Veniamo ora ai capitelli, la cui visione è delle più interessanti. Però, nell'impossibilità di osservarli tutti ci limiteremo ad alcuni capitelli figurativi di episodi biblici i quali, armonizzando col carattere sacro della basilica, possono concepirsi come legati insieme dal concetto del sacrificio, della tentazione, della fortezza e della morte serena. Procedendo dall'ingresso, nella navata maggiore, notiamo, a destra, sul secondo pilastro minore, il Sacrificio di Abele e di Caino: Abele, pastore di greggi, offre un capretto; Caino, agricoltore, qualche cosa come un mazzo, forse spighe o frutti. Dall'alto sporge una mano verso Abele, lieto, a ricevere il sacrificio di lui, trascurando quello di Caino triste che a Dio non è accetto. Si noti il grande abaco sovrastante, ricco di motivi decorativi. Sul medesimo pilastro, ma dalla parte opposta, ecco Adamo ed Eva. Tra l'uno e l'altra è l'albero, attorno al quale il serpente tentatore si avvoltola con le sue spire. Eva, pudica, porge ad Adamo il pomo fatale. Il forte rilievo sembra staccarsi dal fondo. Le molte sirene a doppia coda sparse dovunque, dentro e fuori, ribadiscono il concetto cristiano della tentazione. Sul pilastro seguente, maggiore, ultimo di destra, la Giustizia di Dio, donna nobilmente assisa, coronata, in ricca veste è in atto di giudicare, serena e inflessibile: e con la destra accoglie il Giusto povero che sorride, e con la sinistra respinge l'Ingiusto, ricco, che porta la mano alla fronte, in atto di dolore.

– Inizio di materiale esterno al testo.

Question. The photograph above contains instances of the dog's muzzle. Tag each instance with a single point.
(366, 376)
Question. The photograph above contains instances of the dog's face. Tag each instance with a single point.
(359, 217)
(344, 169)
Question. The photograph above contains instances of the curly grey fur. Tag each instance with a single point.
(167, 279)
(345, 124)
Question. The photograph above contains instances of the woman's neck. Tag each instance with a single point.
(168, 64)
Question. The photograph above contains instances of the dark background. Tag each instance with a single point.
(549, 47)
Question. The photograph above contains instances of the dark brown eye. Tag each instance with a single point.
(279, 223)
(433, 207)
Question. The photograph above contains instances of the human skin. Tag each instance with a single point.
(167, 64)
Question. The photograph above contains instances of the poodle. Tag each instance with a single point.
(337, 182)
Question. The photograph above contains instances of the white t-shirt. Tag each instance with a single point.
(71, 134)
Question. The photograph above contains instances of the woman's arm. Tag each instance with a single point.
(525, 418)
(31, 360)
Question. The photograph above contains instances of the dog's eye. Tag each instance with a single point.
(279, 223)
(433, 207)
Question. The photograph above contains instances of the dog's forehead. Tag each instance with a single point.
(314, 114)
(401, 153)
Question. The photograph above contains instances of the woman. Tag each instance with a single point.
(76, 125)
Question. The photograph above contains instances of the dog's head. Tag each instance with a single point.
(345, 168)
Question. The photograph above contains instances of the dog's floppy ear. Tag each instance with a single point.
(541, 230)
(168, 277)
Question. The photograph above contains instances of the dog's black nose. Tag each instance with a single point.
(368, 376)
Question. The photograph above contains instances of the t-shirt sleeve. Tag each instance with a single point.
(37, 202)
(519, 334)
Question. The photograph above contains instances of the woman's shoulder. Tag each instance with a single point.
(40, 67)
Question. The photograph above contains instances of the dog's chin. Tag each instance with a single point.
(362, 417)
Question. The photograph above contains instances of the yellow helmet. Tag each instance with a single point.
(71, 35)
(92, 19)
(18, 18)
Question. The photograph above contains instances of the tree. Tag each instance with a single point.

Ritornando ora sui nostri passi, e iniziando da sinistra, ecco sul secondo pilastro minore un capitello che reca una figura, ben conservata, di donna in piedi, che sembra inserita e solitaria tra motivi decorativi che con essa non hanno relazione alcuna. La donna è in tunica lunga sino ai piedi; e il pudore che spira da tutta la persona e la presenza dei due alberi, che lo scultore ha riprodotti simili, ma non uguali (uno è concavo e l’altro convesso), mi fanno ritenere che, anche qui, ella sia la casta Susanna, che qui sorride e trionfa per la giusta sentenza ottenuta in modo insperato. Sul medesimo pilastro, ma dalla parte opposta, è Sansone, che subito si riconosce per le lunghe famose chiome al vento, dalle quali attingeva la sua forza tremenda.
Ed ora, volgendoci al vicino pilastro, ultimo, maggiore, ecco subito lì, al medesimo livello di Sansone, il più curioso dei capitelli, il più noto di tutti: la Morte del Giusto. Questi giace, ormai cadavere e con le braccia incrociate in segno della tranquillità e della pace che si scorgono anche nel viso, sul lettuccio a due colonnine lavorate, visibili; la coperta, a belle pieghe, scende fin quasi a terra, come vedremo tra poco, in un prezioso affresco. L'anima ormai uscita dal corpo, è in figura di fanciullino che con un braccio si aggrappa, come a rifugio, al collo dell'arcangelo San Michele, alato, il quale è comparso improvvisamente a trafiggere, con l'asta, proprio nella bocca, il diavoletto pure alato, ma tricornuto, caudato e dagli artigli di uccellaccio; il quale diavoletto aveva già afferrato il fanciullino per una gamba, rivendicandoselo come ghiotta preda. Ma invano: Michele riuscirà vittorioso dalla lotta e, in funzione di « psicopompo » o accompagnatore di anime, recherà l'anima del Giusto in Paradiso.
A compiere la serie dei capitelli biblici, portiamoci, per un momento, sotto il tiburio, ed osserviamo, sul grande pilastro frontale di destra, del così detto arco trionfale, il capitello, lassù, del Sacrificio di Abramo. Ma la scena è ristretta e povera di elementi: tuttavia è ravvisabile la mano che, a sinistra, sporge dall'alto ad arrestare il gesto di Abramo che, generoso e obbediente a Dio, si è precipitato sul figlio Isacco, a colpirlo.